我刚下班回家,顺手将一个装满塑料瓶的麻袋从车上取下来,闻言怒道:“是不是又是杨根他们家?!”
老家住在杨家庄,是个小村庄,民风虽然纯朴,但也有穷凶极恶的泼皮无赖,老父亲又是个心软老实的人,因为我常年在外打工不再回家务农,家里的地别人拿去种也不太计较,哪想有人得寸进尺!惦记起了我家的宅基地!
我来不及换衣服,开着那辆二手面包车回了村,这次我非得好好教训一下这些二货!
刚到村口,一路上就有村民和我打招呼,
“哟!这不是老陈家的邦维吗?今年可是开上车回村了!”
“真是人不可貌相啊!你可现在可行了啊!可比我家那在市里上班的孩子有出息多了!”
看着我的破烂车,那些村民开口就是调侃,眼神多少有点鄙视,因为我家穷,我对村里人说的是我在外面送外卖,结果有人说看见我在外面卖,跟着富婆吃软饭,更有人说看见我在街上捡破烂!
我对着这些打量的眼神视而不见,和他们打哈哈,一路开回了家。
刚到门外就见大院子外面的院墙被人推倒一侧,地上还有不少鲜血的痕迹!
我气血上涌,赶紧进门大喊:“爸!妈!”
老父亲和老母亲刚忙出来,见状解释道:“这是鸡血!鸡血!”
老母亲一脸心疼可惜,“我们养的三十几只老母鸡,就剩下几只了,杨家人说是要在这边建新房,你爸不同意,这宅基地是可咱们家的,他就让人推了墙,刚好砸中了鸡笼!你爸头上都被砸了个口子。”
“没有报警?!”
“报了!我是看见是杨家那个娃,可他们家死不承认!说是我天黑看花了眼!没有证据警察只是批评了几句就走了!”
老父亲头上还包着纱布!欺人太甚!
我冷静下来,“爸,妈,这回说什么你们也要跟我回市里住,住这里我不放心!”
老父亲愣了一下,“邦维,你要记住,权不外泄!财不外露!”
2
我确实是在外面捡破烂的,小时候家里穷,勉强上了个高中便辍学了,没有文凭送过几年外卖,后来用全部积蓄包了个废品厂,收起了破烂。

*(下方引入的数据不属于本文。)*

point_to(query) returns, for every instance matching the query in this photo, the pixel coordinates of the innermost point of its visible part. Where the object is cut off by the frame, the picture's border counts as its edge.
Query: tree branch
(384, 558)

深知光是收破烂发不了大财,便开始尝试开拓其他行业,政府合作清洁项目,投资店铺,从最基础的做起,吃了不少苦,也算得了回报,名下开了几家公司,卖了两条商业街。
只是老父亲和老母亲不愿去市里居住,仍然要回老家,还叮嘱我不要泄露外财,家里那堆亲戚可是个见钱眼开的,捧高踩低的。

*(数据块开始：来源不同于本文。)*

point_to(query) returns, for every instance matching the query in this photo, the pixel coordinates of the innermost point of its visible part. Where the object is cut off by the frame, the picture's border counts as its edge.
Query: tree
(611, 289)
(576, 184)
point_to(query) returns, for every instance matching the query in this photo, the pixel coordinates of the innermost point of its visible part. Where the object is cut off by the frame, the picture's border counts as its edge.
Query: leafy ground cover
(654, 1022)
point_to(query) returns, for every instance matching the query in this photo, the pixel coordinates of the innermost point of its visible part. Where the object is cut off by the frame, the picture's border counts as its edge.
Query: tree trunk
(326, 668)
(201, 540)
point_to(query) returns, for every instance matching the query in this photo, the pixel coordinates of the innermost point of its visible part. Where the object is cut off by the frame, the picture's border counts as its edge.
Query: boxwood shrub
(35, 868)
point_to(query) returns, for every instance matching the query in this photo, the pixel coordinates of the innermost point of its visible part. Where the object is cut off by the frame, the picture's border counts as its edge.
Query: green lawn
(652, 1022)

我忘不了发家的开始,时常喜欢在下班后捡点不要的瓶瓶罐罐回去卖,靠自己的本事赚钱却倒叫人看低了。
正说着,村那头熙熙攘攘来了一群人,是杨根几兄弟带着几个痞子过来了。
我从面包车后座拿出了根捡来的铁棍,眼冒怒火,来得正好!欺家之仇不报非君子!
杨根是杨家的大儿子,叼着根烟,吊儿郎当:“哟,邦维啊!我还以为是谁回来了,回来得正好!你把你们这院子收一收,腾个地方给哥盖个新房,咱以后就是邻居了,你爸老顽固还不同意!”
我拿着铁棍指着他,“杨根,我给你脸了?占别人的地还有理了?今天有我在这,你敢动一下试试?”
按照体型,杨根这瘦猴绝对不是我对手。
杨根的二哥杨宗眼露凶狠,“我看你是给脸不要脸!现在好好跟你说,否则别怪我不念同村人的情份,手下不留情!”
我嗤笑一声,“你们演古惑仔呢?就你们几个吗喽?”
杨根几个都脸色一变,就要动手打人,见我拿着铁棍又有所忌惮,正在这时候,有看戏的村民大喊:“不要动!有人报警了!”

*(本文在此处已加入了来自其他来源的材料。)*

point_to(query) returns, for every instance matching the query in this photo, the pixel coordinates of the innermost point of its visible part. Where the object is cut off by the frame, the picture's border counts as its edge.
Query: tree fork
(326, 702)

杨根见状,知道不是闹事的好时候,便嘲讽道:“陈邦维,你知道我为什么要盖新房吗?是做我和梁玲的婚房。”
梁玲,我的初恋女友。
3
老虎不发威,这些人就当我是病猫!
深夜,院子外面有人窸窸窣窣的,杨根果然又带着一群小混混来闹事了!
我从厨房拿了一把大刀就冲了出去,老父亲赶忙拉住我:“别去!你这要是闹出人命可怎么办?!”
对啊,我还有大把美好人生,犯不上折在这些烂人身上!
外面院墙又传来轰然作响!间接还有杨根的调笑声:“怕什么!咱们这么多人!量那个怂包也不敢出来!”
我立马打了个电话摇人!这些人我一个都不会放过!
从市里叫了几个保镖打手,就蛰伏在这些人回家的路上,老父亲一直劝诫我:“别闹出事来!”
老父亲一辈子温吞善良惯了,被老杨家明里暗里欺负了也不吭声。
“放心吧!爸,我不会让他们死得那么痛快的!”
跟训练有素的打手相比,杨根那群小鸡仔简直分毫抵抗力也没有,就被人利索套了麻袋。
让人将那群小混混教训了一顿,剩下的杨根和杨宗我要自己来!
两人被绑着眼睛,吓得瑟瑟发抖,我拿出白天的铁棍。
当年我在这一片也是以打过狠架出名的,好久不练,怕手有点生疏了。
铁棍砸在身上,杨根疼得嗷嗷叫,“住手!你是谁!别打了!”
杨宗咬着牙怒骂,“混账!你知不知道我们是谁?敢打我们!你不想活了!有本事光明正大的来!”
我嘴角一扬,阴恻恻道:“是你爷爷我!”
两人都是一愣,随即破口大骂道:“好你个陈邦维!你个瘪三!反了天了啊!快放开我们!否则绝对饶不了你!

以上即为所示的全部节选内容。